May 14, 2013 |
What you focus on both before and/or during your races
will largely determine if you soar with the eagles or gobble with
the turkeys!
Your training and health being equal, what you concentrate on at
meets is the main cause of your best and worst swims. When you
struggle with going faster in practice than races, faster in your
off-events than your best ones or being unable to break through and
get a certain time, faulty concentration is usually the main
cause.
What you focus on as you go into a race will dramatically
affect:
- Your ability to stay calm and loose under BIG meet pressure
- How quickly you're able to bounce back from disappointing swims
- Your level of self-confidence
- Your skill in avoiding getting psyched out and intimidated
- How well you handle adversity
Did you know that you're ALWAYS doing a great job of
concentrating, but most swimmers concentrate on the WRONG
things?
That's right! When you swim your fastest and when you totally fall
apart under pressure and add gobs of time, you're doing an
excellent job of focusing! The key question here is, “ON
WHAT?” When you go fast, your concentration tends to be on
the RIGHT things both before and during the race, and when you
struggle performance-wise, your focus is on all the WRONG
things.
What SHOULD you focus on?
Championship concentration involves focusing on two, overlapping
things: The first is the NOW, as opposed to the
PAST or the FUTURE. Whenever you
swim, your focus always has to be in one of these three
“mental time zones.” The NOW is what is
happening in the present and is the only time zone you have total
control over and can swim fast in! If you're stretching
behind the blocks, three minutes before your race, your focus needs
to be in the NOW on your stretching, not on your last race, (the
past) or whether you'll make tonight's finals, (the future).

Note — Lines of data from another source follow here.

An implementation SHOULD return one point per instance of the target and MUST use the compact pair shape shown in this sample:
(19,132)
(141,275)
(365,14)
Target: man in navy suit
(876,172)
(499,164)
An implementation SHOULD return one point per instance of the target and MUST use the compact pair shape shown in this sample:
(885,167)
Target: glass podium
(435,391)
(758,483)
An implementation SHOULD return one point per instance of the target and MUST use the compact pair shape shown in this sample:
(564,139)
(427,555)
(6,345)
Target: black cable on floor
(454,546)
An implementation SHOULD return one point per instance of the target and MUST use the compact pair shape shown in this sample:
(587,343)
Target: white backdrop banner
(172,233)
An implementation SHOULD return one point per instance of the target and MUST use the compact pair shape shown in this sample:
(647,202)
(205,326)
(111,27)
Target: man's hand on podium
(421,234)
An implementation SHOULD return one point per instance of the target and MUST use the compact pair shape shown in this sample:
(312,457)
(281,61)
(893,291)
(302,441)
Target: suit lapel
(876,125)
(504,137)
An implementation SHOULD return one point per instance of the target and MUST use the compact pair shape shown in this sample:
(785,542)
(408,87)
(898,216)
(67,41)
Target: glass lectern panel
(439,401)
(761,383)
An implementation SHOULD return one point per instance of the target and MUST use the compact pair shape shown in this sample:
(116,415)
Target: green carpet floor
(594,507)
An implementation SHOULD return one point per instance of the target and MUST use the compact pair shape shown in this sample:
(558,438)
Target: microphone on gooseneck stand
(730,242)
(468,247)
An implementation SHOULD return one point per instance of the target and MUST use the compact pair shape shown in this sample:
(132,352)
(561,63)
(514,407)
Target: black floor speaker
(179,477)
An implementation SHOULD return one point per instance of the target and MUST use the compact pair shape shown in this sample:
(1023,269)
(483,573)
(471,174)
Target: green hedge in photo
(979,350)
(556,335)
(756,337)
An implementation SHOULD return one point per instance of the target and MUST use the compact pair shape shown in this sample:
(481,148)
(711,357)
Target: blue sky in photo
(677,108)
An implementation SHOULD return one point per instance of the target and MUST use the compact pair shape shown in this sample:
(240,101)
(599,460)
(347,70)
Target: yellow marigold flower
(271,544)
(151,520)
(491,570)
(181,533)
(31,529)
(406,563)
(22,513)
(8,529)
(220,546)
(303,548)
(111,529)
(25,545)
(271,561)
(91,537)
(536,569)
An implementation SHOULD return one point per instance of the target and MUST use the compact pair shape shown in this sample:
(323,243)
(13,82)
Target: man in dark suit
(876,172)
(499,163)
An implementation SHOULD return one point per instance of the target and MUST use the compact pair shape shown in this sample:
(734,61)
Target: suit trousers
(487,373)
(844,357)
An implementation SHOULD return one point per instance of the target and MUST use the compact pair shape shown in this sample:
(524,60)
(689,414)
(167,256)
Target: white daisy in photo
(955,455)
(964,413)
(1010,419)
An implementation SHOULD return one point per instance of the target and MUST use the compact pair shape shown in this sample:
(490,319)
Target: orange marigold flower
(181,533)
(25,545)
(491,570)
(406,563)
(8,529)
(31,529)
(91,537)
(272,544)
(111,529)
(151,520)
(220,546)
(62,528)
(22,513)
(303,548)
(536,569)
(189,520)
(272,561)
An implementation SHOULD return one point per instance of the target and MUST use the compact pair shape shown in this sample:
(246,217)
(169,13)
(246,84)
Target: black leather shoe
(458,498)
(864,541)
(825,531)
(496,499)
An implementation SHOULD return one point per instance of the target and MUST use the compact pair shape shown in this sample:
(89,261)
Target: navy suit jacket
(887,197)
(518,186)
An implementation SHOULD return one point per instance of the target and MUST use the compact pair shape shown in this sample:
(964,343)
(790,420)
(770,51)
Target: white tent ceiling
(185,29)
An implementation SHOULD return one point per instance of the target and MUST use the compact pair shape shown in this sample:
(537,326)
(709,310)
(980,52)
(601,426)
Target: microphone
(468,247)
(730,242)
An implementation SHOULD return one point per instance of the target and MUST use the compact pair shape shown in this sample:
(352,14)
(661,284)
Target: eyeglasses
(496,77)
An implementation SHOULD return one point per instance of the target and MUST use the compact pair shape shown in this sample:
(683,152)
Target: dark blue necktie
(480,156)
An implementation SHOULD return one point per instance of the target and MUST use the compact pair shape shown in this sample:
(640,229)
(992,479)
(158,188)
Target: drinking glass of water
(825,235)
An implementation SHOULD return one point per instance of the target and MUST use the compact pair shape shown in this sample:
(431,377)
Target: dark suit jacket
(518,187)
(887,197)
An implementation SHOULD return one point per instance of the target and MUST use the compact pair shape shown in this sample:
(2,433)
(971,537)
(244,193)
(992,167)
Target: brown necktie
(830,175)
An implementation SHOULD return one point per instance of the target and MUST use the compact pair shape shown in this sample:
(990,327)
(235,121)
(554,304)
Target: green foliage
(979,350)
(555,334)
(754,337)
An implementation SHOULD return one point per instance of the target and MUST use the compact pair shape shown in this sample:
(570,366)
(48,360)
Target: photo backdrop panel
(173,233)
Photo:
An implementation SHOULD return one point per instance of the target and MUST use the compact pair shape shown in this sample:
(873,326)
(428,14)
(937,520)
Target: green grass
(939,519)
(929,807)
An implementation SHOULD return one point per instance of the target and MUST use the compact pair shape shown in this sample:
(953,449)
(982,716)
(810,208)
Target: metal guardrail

The second important target for your concentration is on what
YOU are doing as opposed to what everyone else
around you is doing. In other words, before and during your races,
you want mentally to “stay in your own
lane,” focusing on yourself and no one else. All too
often swimmers get caught up comparing themselves, paying too much
attention to their competitors or focusing on what others watching
(parents and coaches) might think of them.
What does it really mean to stay in the now and in your
own lane?
Staying in the NOW and in your OWN LANE means that your pre-race
and during race concentration needs to stay on the
FEEL of what you're DOING before
and during your swims. This means that if you're behind the blocks
pre-race, you want to focus on the feel of the stretching, NOT your
thoughts about the race. Focusing on feel during your swim might
mean that your concentration is on feeling long and smooth, how
much water you're pulling, your pace, feeling your chest pressing
down just the right amount during fly or any number of other things
depending upon what stroke you're swimming. FEEL IS THE
“GAS PEDAL” FOR FAST SWIMS!
Performance-disrupting distractions come from both outside
and inside the swimmer!
OUTSIDE: Swimmers need to let go of all of the
external distractions, such as who's watching the meet, how their
teammates or competitors are doing, the conditions of the pool, the
clock, how crowded warm-up is, what their coach may do or say,
who's in their heat, their lane assignment, how important their
race is and what's at stake, their parents’ reactions to how
they swim, etc.
INSIDE: Distractions from the inside encompass
the swimmer's thoughts about everything above as well as how they
feel that day, whether they got enough sleep, how their training
has been, whether they missed critical practices because of
illness, how the taper went, the last time they swam this meet, how
the season has gone so far, how they felt in warm-up, how big and
fast their competition is, things going on in their personal or
academic lives, etc.
Concentration is a two part skill:
#1) Recognize that your focus has drifted from what's
important
#2) Quickly return your focus to what's important
What hurts swimmers isn't that they lose their concentration.
Breaks in concentration are absolutely NORMAL. What really hurts
you, is when you lose your focus and you don't immediately catch it
and bring it back!
How do I get good at recognizing that I've drifted and then
bringing my focus back?
- You must spend regular time in practice deliberately working on this mental skill Throughout practice, for two minutes at a time, both during your warm-ups and through the main set, practice noticing when your focus drifts, and then immediately returning it to what you're doing in the NOW
- If you start thinking about what happened in school today, the past, quickly bring your focus back to your breathing pattern or keeping your stroke long as you swim
- If you notice that you're thinking too much about another teammate, return your concentration to your lane and the feel of how much water you're pulling, one stroke at a time
- In dryland training, focus on the feel of each exercise, one rep at a time
By regularly practicing this master skill of concentration, you will develop the ability to consistently swim fast when it counts the most!